Forse me l'ero presa troppo come mio solito... Anzi, no. Ero fiera di quello che avevo detto. Loro avevano esagerato e io li avevo zittiti e messi al loro posto. Ma comunque almeno avevano capito di aver sbagliato, cioè, Vittorio sicuramente, ed era quello l'importante.

«Come puoi rimediare? Semplice: prova a metterti nei miei panni, scommetto che neanche a te piacerebbe ricevere battute di questo tipo.»

«Tu mi fai sempre battute di questo tipo, solo che io ho più senso dell'umorismo a differenza tua e ci rido su» ribatté e io lo fissai in cagnesco. «D'accordo, d'accordo. Se ti dà fastidio, allora non ci scherzerò più» disse, prima di invitarmi a tornare seduta sul divano.

Rimasi qualche istante a pensarci, in silenzio, e alla fine tornai a sedermi in mezzo ai due ragazzi. Poi mi voltai verso Filippo. «Be', tu non hai niente da dirmi?» chiesi.

«Ti devo ricordare che l'ultima volta che ci siamo visti mi hai chiuso fuori in balcone? E mi hai capovolto un cono gelato sui capelli? Tutto nello stesso giorno, per giunta. Direi che ora siamo pari.»

Ancora con quella storia?

«Pari? Io ti ho chiesto scusa. E meno male che sei quello che non porta rancore...»

Filippo emise un piccolo sorriso. «Sto scherzando, peperoncino. Dovresti smetterla di prendere ogni cosa che ti viene detta così tanto sul serio.»

«E tu dovresti smetterla di chiamarmi peperoncino» ribattei, ma in effetti non aveva tutti i torti. Era una cosa che facevo molto spesso, e che mi rendeva parecchio irascibile.

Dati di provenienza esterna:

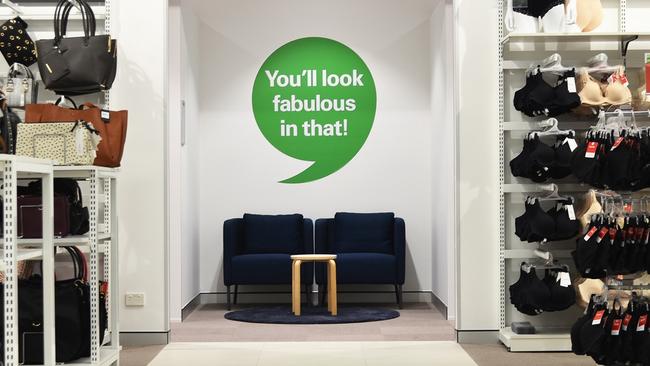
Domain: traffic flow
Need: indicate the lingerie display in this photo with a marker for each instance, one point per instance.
(613, 334)
(609, 249)
(539, 98)
(537, 225)
(533, 296)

«Ma dai, io non capisco perché non ti piaccia! Fa pure quasi rima col tuo nome: Nina, peperoncino... arancino, o arancina. Che ne pensi, vuoi che ti chiami arancina?»

Roteai gli occhi. «Hai finito?»

«Sì. E mi dispiace. Era quello che volevi sentire? Ora puoi dormire sonni tranquilli?»

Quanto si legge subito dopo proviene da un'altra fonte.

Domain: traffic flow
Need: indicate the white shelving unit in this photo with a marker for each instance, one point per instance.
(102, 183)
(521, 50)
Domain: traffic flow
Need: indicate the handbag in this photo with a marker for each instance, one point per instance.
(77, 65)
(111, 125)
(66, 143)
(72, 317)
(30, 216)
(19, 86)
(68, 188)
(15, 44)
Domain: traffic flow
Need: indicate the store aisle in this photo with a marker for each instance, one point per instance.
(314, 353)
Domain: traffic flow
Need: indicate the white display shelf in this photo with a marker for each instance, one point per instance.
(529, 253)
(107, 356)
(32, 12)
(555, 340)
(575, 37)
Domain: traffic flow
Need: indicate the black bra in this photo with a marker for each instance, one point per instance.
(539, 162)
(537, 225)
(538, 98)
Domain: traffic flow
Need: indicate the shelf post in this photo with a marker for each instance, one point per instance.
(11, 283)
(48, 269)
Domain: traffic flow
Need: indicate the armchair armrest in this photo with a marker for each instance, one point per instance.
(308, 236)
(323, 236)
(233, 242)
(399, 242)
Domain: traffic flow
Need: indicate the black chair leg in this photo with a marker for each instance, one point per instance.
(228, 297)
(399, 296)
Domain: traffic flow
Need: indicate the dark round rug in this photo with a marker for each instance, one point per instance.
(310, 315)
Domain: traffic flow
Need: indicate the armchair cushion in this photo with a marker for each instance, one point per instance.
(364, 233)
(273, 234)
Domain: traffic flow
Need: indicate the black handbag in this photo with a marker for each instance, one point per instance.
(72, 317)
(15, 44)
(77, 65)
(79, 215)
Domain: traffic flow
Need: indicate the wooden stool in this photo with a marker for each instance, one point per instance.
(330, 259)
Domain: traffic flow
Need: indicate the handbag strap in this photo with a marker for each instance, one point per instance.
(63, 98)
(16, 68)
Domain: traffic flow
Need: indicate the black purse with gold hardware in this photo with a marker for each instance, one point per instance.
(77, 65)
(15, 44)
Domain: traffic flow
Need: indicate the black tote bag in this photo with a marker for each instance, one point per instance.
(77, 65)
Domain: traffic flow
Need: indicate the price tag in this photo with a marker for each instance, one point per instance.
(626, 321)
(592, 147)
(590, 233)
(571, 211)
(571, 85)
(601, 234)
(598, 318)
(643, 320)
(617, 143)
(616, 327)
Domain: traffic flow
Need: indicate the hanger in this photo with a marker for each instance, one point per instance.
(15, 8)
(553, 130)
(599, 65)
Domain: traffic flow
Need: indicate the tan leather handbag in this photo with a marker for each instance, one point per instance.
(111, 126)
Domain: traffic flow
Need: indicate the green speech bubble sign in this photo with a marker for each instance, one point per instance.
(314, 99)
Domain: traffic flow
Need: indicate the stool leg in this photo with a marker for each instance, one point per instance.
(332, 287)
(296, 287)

«Ovviamente no, sapendo che dormirai nella stanza accanto alla mia.»

Mi sarei aspettata che a quel punto avrebbe fatto una delle sue solite battutine, scontate, squallide e di pessimo gusto, qualcosa come: «Se vuoi possiamo dormire nella stessa stanza». Sarebbe stato qualcosa molto da lui, qualcosa che avrebbe detto per farmi saltare i nervi come a suo solito, oltre che per provarci ottenendo scarsi risultati, invece non disse niente di tutto ciò. Non disse nulla e punto, in realtà.

Magari allora era vero, che non aveva più intenzione di "darmi la caccia". Chissà, forse ora che si era tolto quell'insensata fissa per me, saremmo diventati amici.